There is also a royal grant to Eleanor Despencer, Hugh’s wife, dated 29th May 1325, of a messuage and eight virgates of land in Melton Mowbray, which, it is stated, the prior of Lewes had acquired in mortmain without royal licence from Roger de Mowbray who, we are informed, had held them in chief from Edward I and which had therefore come into the present king’s hands as forfeit. But this was clearly false as was subsequently acknowledged by Edward III in September 1328,  when an enquiry following the entry into it of the prior’s men, found that it had been glebe land since the church’s foundation, legitimately held by Lewes Priory. The two advowsons of Dewsbury and Wakefield, however, which had fallen into the king’s hands on the execution of Hugh Despencer and his father in 1326, were not returned to Lewes Priory and were eventually appropriated by Edward III to St Stephen’s Chapel, Westminster.
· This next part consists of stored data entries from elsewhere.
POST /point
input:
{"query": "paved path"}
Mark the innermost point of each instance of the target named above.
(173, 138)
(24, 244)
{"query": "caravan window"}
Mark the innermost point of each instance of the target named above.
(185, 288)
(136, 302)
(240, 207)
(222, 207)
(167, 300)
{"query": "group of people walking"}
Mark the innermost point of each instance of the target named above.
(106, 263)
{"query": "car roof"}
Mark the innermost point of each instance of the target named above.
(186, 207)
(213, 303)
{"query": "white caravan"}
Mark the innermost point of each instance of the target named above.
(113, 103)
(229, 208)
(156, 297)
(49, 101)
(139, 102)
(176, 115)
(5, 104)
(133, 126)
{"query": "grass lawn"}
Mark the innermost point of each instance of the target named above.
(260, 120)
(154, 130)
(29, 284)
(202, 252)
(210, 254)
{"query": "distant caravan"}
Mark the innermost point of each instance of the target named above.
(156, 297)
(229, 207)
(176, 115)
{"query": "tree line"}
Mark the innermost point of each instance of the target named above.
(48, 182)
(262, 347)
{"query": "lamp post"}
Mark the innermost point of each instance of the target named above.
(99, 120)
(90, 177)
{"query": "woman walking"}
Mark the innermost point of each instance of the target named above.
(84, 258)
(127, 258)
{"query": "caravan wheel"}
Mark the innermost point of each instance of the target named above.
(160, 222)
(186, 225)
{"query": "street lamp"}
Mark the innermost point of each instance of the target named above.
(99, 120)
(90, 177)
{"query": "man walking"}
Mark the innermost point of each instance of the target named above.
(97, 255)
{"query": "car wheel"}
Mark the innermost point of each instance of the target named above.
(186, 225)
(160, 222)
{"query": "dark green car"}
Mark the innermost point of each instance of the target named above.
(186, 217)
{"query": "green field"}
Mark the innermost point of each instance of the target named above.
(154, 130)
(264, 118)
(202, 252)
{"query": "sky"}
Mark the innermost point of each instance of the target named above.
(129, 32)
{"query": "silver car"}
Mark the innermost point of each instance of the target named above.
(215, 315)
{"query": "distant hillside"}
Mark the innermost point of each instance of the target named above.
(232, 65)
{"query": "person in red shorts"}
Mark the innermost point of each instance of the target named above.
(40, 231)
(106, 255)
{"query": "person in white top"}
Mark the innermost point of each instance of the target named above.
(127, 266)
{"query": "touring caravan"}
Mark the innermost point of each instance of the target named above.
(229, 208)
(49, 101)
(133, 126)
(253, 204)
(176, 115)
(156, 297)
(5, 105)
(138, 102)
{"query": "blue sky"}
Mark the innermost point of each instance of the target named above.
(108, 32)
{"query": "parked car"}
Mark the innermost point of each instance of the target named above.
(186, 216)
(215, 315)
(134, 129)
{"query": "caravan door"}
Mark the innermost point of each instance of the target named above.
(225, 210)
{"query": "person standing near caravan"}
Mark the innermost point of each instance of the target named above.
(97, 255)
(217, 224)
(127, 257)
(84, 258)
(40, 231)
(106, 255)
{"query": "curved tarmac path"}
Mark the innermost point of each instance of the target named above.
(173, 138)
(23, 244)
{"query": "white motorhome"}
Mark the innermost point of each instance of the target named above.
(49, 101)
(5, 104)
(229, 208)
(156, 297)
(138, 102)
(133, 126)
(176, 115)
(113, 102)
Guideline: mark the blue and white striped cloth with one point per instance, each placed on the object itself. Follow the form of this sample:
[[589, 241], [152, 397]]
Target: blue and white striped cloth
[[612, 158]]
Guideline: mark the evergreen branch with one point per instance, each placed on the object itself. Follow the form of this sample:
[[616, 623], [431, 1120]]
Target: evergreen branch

The most satisfactory explanation, since Lewes Priory’s continuous patronage of both of the rectories into which Melton Mowbray had been divided since the twelfth century can be easily demonstrated, is that Roger de Mowbray, as lord of the manor of Melton Mowbray put in a claim to the advowson  and the disputed glebe lands for himself at some point during the 30 years between 1256 and 1285. Lawsuits of this type had been a common feature of relations between religious institutions and landholders in the decades either side of 1200. Often they ended in a compromise whereby the lay claimant was bought off in return for a substantial money payment and/or the promise of prayers and other spiritual benefits. An entry in the fine rolls for 1285 shows that Roger subsequently conceded the prior’s rights in the former and granted the right he claimed in the advowson, apparently dating back to the reign of King John, to the prior in return for 700 marks of silver. Presumably this was the basis for the subsequent claim in curia regis of Roger’s widow to one third of the advowson as dower, which she released to the prior in 1304. Presumably this provided the excuse for the legal action against the priory in July 1325 at a time when its alien status rendered it especially vulnerable to such attacks on its property.